The implications of those three simple words made me shudder far more than walking a path only a few inches above a grasping sea of the damned.
‘You have to admit,’ Corrigan whispered, putting a hand on my shoulder as he leaned closer, ‘this is one weird coven you and I have put together. Can’t wait to see the client’s face when we show up with a blood mage and a fallen angelic.’
Seven, they’d asked for, which meant with me, Corrigan, Galass, Aradeus and now Shame, we still had two more to recruit before we presented ourselves to this baron who was so concerned with holding on to power that he was willing to sacrifice the children of his own subjects just to keep them in line. When I’d agreed to the job back at the Ascendant Lucien’s camp, it was from a mixture of gratitude to Corrigan for saving me, concern over how to keep Galass safe and the blissful haze of ignoring, at least for the time being, the grim reality of the services the baron would expect from us. Now, as the ugliness was getting closer and closer, I was becoming less and less prepared for what would come next. It’s one thing to take a nasty job; we’re nasty people, after all. But something bigger was going on, something set in motion by the Infernals or the Aurorals or maybe both, which left the obvious question: who was really pulling our strings?
I was so consumed by that thought that I nearly walked right into Tenebris. I hadn’t even noticed he’d stopped moving.
‘What’s wrong?’ I asked.
He shook his head but didn’t reply, just scratched a fingernail into his wrist and shook a few more drops ahead of us. The silvery-blue dribbles drifted in the air for a second before swerving abruptly to the left.
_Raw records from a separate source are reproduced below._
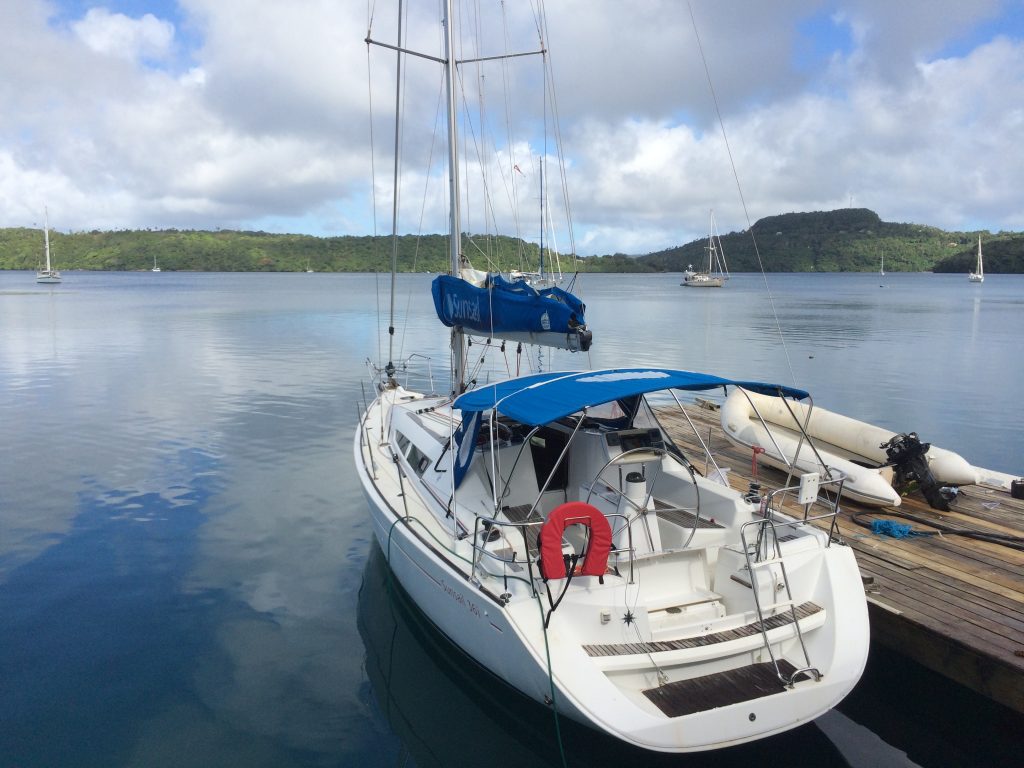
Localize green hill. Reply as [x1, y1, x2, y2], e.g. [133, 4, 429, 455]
[606, 208, 1024, 272]
[0, 208, 1024, 273]
[0, 228, 571, 272]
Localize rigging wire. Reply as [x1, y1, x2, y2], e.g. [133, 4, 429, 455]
[366, 12, 384, 372]
[686, 0, 797, 384]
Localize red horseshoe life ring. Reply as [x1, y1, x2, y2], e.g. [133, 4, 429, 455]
[537, 502, 611, 580]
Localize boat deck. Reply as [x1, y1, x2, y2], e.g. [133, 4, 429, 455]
[658, 404, 1024, 713]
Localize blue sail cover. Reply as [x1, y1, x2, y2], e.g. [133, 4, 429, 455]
[430, 273, 590, 350]
[455, 368, 809, 426]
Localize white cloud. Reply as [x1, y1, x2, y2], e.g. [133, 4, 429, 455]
[72, 8, 174, 59]
[0, 0, 1024, 253]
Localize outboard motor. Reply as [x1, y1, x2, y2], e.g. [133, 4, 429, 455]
[879, 432, 949, 512]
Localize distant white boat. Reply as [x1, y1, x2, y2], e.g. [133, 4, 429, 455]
[968, 234, 985, 283]
[36, 208, 60, 283]
[680, 211, 729, 288]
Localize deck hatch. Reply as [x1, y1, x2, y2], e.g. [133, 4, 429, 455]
[583, 602, 822, 656]
[643, 659, 797, 718]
‘This isn’t right,’ the diabolic said. He tried more forcefully, but the droplets ignored him and veered determinedly to the left.
‘What the fuck’s going on?’ Corrigan demanded. His eyes had widened, the way they did when he was in the middle of a storm spell– only he wasn’t smiling.
‘Someone is trying to draw one of us off the path.’ Tenebris took a single drop of blood onto his forefinger and held it out towards each of us. When he got to me, the drop of blood spun in the air in front of my face for a moment and then added itself to the leftward path formed by the others.
‘Somebody’s inviting you for a meeting, Cade.’
‘You have friends down here?’ Corrigan asked.
‘In the Infernal plane? Other than our current host? Not that I’m aware of.’
Tenebris was chewing on his lip. ‘It’s not one of the damned– they wouldn’t have the power to do this. And it’s not one of my kind either. This isn’t our style.’
‘Who does that leave?’ I asked.
‘I don’t know.’
Corrigan grabbed the diabolic by a spiny shoulder. ‘You made a pact to bring us through unharmed.’